Lake Jackson police called her this week, but she quickly realized it was no routine phone call.
Yenni said the officer told her, "'I'm staring at your checks, from a hotel, that I pulled out of the trash, basically.' I said, 'What?'"
Police in Palacios in Matagorda County found stacks of stolen mail in a routine traffic stop on Dec. 9, according to court records. Two people were arrested and a third ran away, but police then searched a motel room where the trio had been staying on Highway 332 East in Lake Jackson.
Officers write in their arrest warrant paperwork that they found more stolen mail stuffed into the trash can, including two checks that Yenni had mailed to pay some household bills.
Police also found a sticky roll of fly paper that had been tied to shoestrings, which was used to dip down into blue Post Office collection boxes in Lake Jackson and the nearby town of Clute.
Brianne Bradley, a post office customer in Lake Jackson reacted, "I would definitely not put it in the mailbox anymore. That's ridiculous. That's crazy."
Facing felony charges in Brazoria County are 21-year-old Eric Lee Licerio and 28-year-old Natosha Rene Clanton, both of Victoria.
In court papers, police said both admitted to "fishing" for mail in post office collection boxes in Clute and Lake Jackson.
The suspected ringleader who ran from police, 35-year-old Robert Joseph Thompson, is also charged with the same felony count of fraudulent possession of identifying information. He remains at large.
Yenni said the checks that were found in their motel trash can showed signs that someone had tried to erase the "payee" line where she had filled out business names for her bills.
She was forced to quickly close her bank account and she said she's been unable to write checks since the discovery. Not only is she waiting on new checks to arrive for her newly opened bank accounts, but she said she's had to call businesses to make sure they've actually received checks that were mailed in the past.
"That was a good experience for me," she said, now seeing what crime victims have to endure.
She urged people to carry their mail inside the post office to drop it off, based on her newly learned lesson.
"They need to take some extra caution," she said.
Lake Jackson police did not return calls for information. US Postal Inspectors in Houston also did not return calls.
Yenni said she will request that a special prosecutor be appointed to handle the felony cases of all three mail theft suspects.

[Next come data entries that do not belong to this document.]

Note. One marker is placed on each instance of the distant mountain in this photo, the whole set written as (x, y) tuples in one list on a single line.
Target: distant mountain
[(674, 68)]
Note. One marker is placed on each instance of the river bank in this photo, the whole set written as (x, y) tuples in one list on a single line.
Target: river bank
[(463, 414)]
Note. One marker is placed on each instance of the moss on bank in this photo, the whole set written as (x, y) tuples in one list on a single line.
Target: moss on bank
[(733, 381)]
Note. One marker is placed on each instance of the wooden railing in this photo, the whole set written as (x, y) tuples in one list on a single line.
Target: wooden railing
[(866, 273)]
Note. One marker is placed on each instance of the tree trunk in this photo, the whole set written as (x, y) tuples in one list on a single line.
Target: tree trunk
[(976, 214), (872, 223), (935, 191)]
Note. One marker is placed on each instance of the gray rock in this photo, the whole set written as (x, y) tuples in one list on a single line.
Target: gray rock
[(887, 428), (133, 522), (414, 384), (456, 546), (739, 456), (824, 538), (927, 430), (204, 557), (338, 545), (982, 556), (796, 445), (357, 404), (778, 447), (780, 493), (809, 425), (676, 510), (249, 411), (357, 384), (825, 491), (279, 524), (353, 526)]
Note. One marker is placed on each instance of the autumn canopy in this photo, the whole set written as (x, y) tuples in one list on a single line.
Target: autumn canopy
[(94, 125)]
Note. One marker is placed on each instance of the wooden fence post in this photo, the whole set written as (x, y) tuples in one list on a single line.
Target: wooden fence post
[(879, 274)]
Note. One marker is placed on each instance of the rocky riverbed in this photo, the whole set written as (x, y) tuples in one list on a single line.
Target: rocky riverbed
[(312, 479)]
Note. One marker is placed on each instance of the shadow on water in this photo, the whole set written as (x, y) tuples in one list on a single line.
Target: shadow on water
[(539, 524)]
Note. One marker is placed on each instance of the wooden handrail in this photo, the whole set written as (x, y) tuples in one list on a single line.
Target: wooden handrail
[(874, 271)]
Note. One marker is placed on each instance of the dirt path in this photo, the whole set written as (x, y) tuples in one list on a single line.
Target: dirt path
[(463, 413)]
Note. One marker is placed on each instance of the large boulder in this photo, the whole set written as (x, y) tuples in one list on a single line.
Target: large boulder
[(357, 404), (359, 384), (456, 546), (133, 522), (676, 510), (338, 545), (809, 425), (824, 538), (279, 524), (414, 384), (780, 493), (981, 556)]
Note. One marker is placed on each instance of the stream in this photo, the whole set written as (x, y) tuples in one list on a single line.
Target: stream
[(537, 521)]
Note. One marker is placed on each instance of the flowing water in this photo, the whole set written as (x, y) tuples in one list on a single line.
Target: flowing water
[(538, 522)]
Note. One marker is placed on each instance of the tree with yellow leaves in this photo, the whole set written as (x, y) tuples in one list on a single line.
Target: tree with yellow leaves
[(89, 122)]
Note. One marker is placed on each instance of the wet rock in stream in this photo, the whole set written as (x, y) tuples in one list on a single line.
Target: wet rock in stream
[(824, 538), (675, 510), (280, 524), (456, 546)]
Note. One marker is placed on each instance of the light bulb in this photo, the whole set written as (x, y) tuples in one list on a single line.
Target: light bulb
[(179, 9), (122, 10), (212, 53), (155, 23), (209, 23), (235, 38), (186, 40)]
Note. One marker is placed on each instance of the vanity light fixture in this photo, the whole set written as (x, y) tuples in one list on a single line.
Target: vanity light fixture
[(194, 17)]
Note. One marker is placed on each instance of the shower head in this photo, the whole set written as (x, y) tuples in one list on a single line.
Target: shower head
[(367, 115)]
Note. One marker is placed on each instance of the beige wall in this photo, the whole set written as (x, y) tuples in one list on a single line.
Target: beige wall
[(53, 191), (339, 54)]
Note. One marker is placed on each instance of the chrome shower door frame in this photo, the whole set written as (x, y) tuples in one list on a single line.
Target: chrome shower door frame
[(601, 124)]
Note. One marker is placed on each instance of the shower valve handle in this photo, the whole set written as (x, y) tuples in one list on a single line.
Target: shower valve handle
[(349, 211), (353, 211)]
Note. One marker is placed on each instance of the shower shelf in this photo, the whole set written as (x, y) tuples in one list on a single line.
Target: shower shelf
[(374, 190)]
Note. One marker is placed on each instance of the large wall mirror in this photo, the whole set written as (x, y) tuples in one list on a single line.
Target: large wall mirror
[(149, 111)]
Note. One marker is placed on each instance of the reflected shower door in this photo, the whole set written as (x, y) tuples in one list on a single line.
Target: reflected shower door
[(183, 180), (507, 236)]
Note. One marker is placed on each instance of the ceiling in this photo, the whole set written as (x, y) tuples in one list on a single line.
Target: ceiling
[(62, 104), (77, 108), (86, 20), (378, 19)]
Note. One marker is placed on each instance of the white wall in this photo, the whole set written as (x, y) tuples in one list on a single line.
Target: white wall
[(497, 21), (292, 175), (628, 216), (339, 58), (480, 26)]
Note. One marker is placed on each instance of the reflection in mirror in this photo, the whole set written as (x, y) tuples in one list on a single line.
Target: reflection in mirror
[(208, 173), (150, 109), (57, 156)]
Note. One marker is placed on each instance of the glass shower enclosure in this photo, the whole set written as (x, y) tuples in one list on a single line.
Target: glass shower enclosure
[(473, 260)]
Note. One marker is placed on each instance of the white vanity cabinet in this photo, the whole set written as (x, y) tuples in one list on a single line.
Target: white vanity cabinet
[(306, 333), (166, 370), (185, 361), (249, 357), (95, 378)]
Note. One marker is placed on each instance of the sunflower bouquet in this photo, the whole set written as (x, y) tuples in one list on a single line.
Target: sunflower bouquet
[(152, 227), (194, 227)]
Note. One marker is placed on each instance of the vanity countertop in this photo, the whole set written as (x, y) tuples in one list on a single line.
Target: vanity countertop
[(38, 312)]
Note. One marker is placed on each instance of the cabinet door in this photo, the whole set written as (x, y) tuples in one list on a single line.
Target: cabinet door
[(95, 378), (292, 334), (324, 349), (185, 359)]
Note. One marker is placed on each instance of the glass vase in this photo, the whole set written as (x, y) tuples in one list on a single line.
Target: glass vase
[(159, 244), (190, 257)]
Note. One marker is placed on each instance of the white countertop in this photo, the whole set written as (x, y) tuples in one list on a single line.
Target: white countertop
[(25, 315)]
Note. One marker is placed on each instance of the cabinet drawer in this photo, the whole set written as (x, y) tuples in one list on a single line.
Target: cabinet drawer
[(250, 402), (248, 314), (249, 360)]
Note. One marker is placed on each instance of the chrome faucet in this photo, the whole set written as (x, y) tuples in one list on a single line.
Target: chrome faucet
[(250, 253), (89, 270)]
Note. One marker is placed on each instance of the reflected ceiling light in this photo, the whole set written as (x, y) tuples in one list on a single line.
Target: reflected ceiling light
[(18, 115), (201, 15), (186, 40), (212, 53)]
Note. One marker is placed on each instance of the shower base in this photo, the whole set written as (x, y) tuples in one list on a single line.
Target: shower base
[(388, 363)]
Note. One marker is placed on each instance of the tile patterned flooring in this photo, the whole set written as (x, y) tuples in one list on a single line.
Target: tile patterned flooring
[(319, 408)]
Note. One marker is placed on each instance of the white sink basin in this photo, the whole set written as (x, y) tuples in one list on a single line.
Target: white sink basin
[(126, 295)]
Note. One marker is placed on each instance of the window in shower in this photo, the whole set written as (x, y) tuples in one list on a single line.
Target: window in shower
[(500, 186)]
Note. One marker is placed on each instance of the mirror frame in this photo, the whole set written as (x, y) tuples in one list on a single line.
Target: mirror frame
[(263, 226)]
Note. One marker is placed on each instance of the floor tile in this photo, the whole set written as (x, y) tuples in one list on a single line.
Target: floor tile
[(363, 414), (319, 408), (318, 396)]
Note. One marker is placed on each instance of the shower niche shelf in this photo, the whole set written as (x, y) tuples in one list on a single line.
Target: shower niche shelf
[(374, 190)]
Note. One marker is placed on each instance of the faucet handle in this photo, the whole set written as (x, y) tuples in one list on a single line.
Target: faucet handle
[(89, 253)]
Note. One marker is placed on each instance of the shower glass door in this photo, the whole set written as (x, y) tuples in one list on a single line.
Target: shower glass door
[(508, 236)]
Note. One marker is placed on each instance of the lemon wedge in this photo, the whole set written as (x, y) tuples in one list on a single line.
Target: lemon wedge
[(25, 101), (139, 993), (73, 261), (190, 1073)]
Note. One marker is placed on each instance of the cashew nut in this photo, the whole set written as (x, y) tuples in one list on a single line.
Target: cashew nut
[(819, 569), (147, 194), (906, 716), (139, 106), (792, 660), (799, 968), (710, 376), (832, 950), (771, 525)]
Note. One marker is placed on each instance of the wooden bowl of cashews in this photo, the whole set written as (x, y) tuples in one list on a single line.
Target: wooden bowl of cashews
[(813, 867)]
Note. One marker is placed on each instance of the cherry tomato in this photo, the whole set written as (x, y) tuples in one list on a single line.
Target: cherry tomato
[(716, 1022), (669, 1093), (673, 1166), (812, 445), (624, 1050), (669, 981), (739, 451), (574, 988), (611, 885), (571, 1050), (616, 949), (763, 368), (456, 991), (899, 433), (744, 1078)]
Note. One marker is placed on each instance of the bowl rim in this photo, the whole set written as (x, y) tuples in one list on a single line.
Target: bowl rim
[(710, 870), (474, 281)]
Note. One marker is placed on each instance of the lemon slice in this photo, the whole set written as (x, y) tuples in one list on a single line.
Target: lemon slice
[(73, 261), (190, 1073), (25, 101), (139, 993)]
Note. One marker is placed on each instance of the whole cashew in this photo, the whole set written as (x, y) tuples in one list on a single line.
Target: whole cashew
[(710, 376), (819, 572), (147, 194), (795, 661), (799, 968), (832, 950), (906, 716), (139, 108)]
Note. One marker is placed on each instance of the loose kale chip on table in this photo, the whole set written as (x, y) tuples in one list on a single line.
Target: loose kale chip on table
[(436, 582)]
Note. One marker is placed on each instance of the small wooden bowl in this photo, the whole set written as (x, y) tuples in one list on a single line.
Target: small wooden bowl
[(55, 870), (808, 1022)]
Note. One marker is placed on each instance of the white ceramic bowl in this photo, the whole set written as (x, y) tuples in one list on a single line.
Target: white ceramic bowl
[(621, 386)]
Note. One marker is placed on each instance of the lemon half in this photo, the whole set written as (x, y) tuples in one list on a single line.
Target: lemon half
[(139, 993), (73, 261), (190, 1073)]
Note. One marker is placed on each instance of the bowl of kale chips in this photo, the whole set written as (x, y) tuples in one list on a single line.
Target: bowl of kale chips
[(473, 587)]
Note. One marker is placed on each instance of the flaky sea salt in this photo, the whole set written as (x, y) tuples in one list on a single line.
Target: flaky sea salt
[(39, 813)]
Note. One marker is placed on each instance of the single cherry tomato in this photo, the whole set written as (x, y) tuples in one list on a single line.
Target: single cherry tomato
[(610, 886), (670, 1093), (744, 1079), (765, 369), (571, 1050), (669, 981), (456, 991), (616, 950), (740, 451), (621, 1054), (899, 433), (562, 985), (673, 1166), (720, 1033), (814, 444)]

Some of the victims were elderly and from out of town, according to court records. In all, police wrote that they found stolen mail and bank account information for five separate people.
Yenni said that she, like many others, does not like the idea of paying bills online because of security risks. She said she has always favored writing checks and sending them by mail to avoid online dangers, but now this has rattled her sense of security about post office collection boxes.
In an unrelated case, two Houston men were recently sentenced to federal prison for stealing mail outside 10 different post offices on Houston's west and northwest sides. Federal agents said those men would typically lift mail out of boxes on Sunday nights, when the blue collection boxes were full from weekend errand-runners.